Допустим, российские деятели действительно заботятся о том, чтобы развивалась наука, технологии на базе науки, и так далее. Предположим, что это так и есть. Сейчас часто рассуждают так: вот мы (страна) отстаем в такой-то области техники, технологии в силу самых разных причин. Давайте туда вкладывать деньги. Как правило, это пустое дело, то есть получается бездонная бочка, потому что если у тебя нет квалифицированного и привыкшего работать и получать результат коллектива, результата и не будет. Или другое рассуждение – давайте все закупим, всю технологию, привезем сюда и будем производить все, что нужно. Тоже практически не работает, потому что получить передовую технологию практически невозможно. Это все технологии 15-20-летней давности. То, над чем работают за рубежом на переднем крае, к этому нас, конечно, не пустят. Поэтому правильно поддерживать в своей стране те группы, организации, которые уже сегодня выдают результаты интересные и мировому сообществу, за которыми - и положительная история, и положительное состояние, то есть они передовые в мировом масштабе. И вкладывать деньги нужно в такие организации, отдача будет немедленная и гарантированная.

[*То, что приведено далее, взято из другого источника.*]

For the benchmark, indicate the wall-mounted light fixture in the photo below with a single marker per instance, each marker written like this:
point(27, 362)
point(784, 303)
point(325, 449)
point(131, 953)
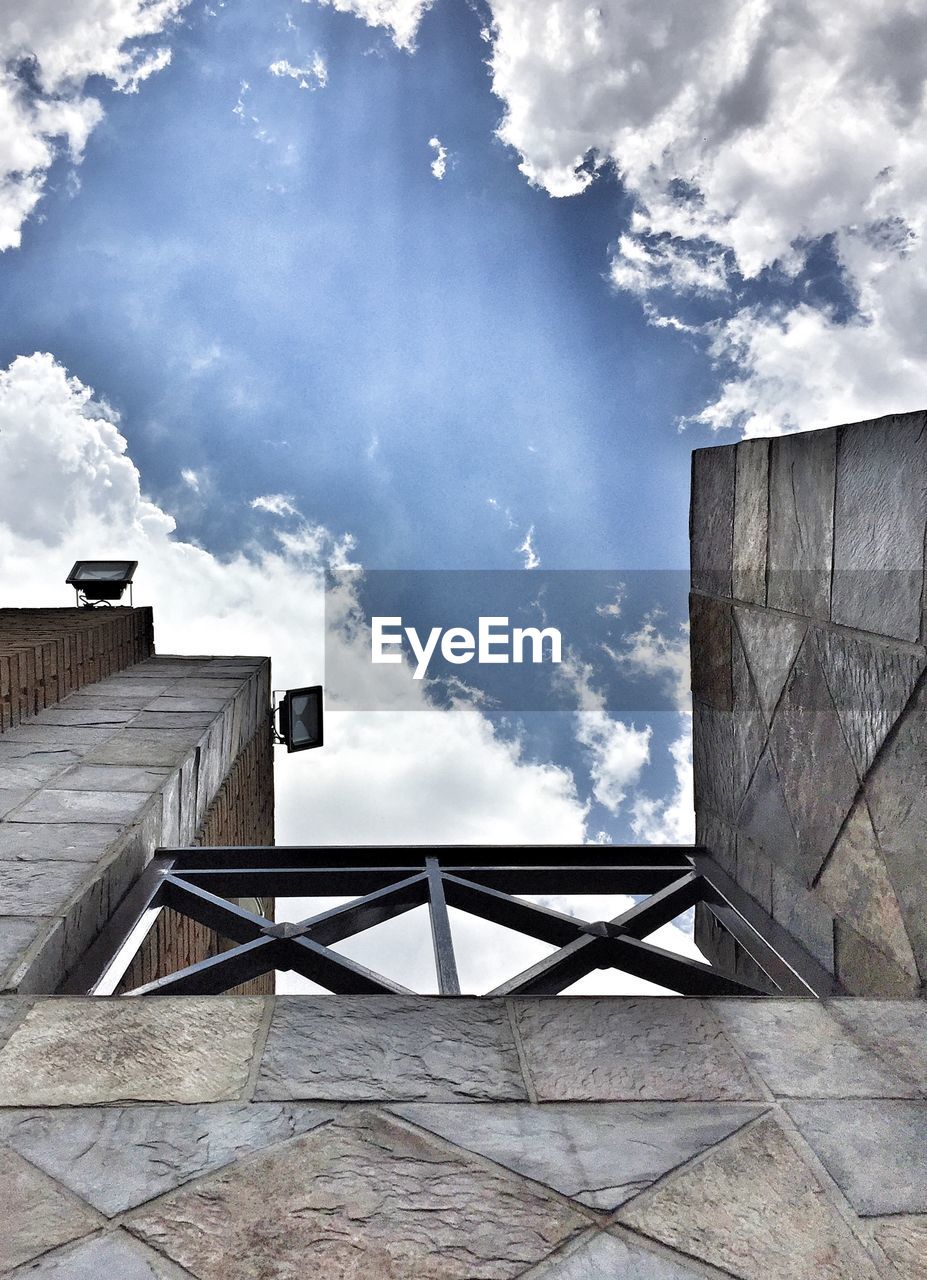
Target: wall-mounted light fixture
point(300, 718)
point(101, 581)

Пока же прорывные технологии, например, у нас в институте, тот же лазер на электронных пучках, создаются на заработанные нами деньги, а не потому, что государство заказало и профинансировало нам разработку, или поручило сделать, или поддержало наше начинание. Мы, понимая, что это будет когда-то востребовано в России, построили его сами. Аналогичным образом был построен и электрон-позитронный коллайдер ВЭПП-2000 – мы ничего не получали от государства на фундаментальную науку в этом плане. На сегодня те средства, которые выделяются государством на науку, не покрывают в нашем Институте зарплату, коммуналку и т.п. Как ситуация будет развиваться дальше, сказать сложно.